Отвлекаясь - Федерика Де Паолис
Она постоянно читала Томаса Бернхарда, Сола Беллоу, Джоан Дидион, и это вызывало у Паоло безграничное восхищение, которое неизбежно превращалось в желание – желание неодолимое, за первый год только окрепшее; они были словно спортсмены в процессе бесконечных тренировок, все более уверенные в себе, все более счастливые.

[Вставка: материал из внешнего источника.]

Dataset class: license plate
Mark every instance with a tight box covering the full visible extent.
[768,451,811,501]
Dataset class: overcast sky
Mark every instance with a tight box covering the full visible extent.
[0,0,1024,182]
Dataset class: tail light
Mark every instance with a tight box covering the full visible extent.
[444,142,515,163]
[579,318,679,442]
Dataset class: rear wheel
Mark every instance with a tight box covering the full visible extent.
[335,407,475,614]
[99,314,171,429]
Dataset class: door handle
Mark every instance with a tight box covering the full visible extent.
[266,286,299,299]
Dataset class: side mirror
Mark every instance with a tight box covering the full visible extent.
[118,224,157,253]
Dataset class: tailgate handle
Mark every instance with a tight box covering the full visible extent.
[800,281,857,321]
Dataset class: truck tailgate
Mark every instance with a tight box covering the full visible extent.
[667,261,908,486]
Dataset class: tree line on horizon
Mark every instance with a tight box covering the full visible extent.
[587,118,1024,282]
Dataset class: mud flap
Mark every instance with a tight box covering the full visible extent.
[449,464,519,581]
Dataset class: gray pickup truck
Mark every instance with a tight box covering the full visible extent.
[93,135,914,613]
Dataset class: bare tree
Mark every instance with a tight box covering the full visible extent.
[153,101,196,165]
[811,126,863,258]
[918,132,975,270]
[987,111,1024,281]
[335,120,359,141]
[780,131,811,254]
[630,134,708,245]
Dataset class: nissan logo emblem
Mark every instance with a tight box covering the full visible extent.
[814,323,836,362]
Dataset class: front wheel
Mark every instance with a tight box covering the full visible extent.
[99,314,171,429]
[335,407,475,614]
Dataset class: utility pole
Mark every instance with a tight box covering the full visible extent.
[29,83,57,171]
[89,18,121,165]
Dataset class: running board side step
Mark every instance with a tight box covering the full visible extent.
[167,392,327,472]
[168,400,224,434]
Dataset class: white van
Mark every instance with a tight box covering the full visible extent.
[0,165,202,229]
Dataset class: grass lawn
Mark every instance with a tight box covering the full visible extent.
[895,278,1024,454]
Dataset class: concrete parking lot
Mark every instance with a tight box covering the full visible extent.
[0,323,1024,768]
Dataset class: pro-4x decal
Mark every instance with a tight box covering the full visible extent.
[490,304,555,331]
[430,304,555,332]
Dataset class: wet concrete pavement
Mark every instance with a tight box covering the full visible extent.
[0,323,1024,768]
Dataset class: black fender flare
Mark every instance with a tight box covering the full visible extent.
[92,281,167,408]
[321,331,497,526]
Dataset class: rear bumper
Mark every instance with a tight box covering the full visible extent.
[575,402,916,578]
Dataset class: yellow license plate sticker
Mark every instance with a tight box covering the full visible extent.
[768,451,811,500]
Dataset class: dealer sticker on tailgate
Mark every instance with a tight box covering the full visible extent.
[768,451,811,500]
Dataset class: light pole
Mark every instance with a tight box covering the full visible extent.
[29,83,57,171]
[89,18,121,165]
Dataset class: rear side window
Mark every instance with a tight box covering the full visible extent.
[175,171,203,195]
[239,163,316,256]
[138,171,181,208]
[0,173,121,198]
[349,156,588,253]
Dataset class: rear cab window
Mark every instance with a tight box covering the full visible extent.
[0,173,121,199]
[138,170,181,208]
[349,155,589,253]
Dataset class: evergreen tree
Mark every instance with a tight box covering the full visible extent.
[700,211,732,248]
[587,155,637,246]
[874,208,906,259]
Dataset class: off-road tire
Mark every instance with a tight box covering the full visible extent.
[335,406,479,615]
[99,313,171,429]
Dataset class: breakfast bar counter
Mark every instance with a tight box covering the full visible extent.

После секса ее волосы кудрявились, тогда они у нее были длинные, с челкой, она подкрашивала их в оттенок шоколада. Сидя на нем сверху, она вытягивала шею, набухшие груди колыхались (Паоло казалось, что они грохочут на всю комнату), живот и ягодицы становились упругими, как барабан. Ее маленькое стройное тело быстро двигалось, становилось влажным. Гибкая спина покрывалась каплями пота, несколько раз – вскоре после окрашивания волос – на ней появлялись темные пятна. На кухне тоже все пачкалось. Любовь везде оставляла свои отпечатки. После секса они обычно отправлялись в душ, и все начиналось сызнова. Прямо там, стоя под горячими струями, Виола произнесла:
– Может, сделаем ребенка? Что скажешь?
Ребенок в ее сознании был как бы новым шагом навстречу настоящему мужчине, но совершенно не обязательным, скорее подсказкой, скрытой в ее голове, как и в голове любой женщины. Виола от нее отмахнулась, сосредоточившись на самой себе.
Она тяжело пережила ранний развод родителей, ей было пять лет, когда папа не вернулся домой. Мать впала в уныние на целый год, и из всего этого долгого года Виола запомнила прежде всего ее глубокую печаль и тоску, которая полностью завладела жизнью женщины и ее маленькой дочери. Потом приходили и уходили разные мужчины, и каждый раз мать как одержимая со всей серьезностью погружалась в новые отношения. Она растила дочку так, словно та была ее подругой, и, едва дождавшись, когда Виола созреет, вывалила на нее полный мешок своих горестей, своей беспомощности, денежных проблем, мужских низостей, интимных признаний, не говоря уже о бесконечных эпитетах в адрес отца: «Эгоист, засранец, никчемный человек».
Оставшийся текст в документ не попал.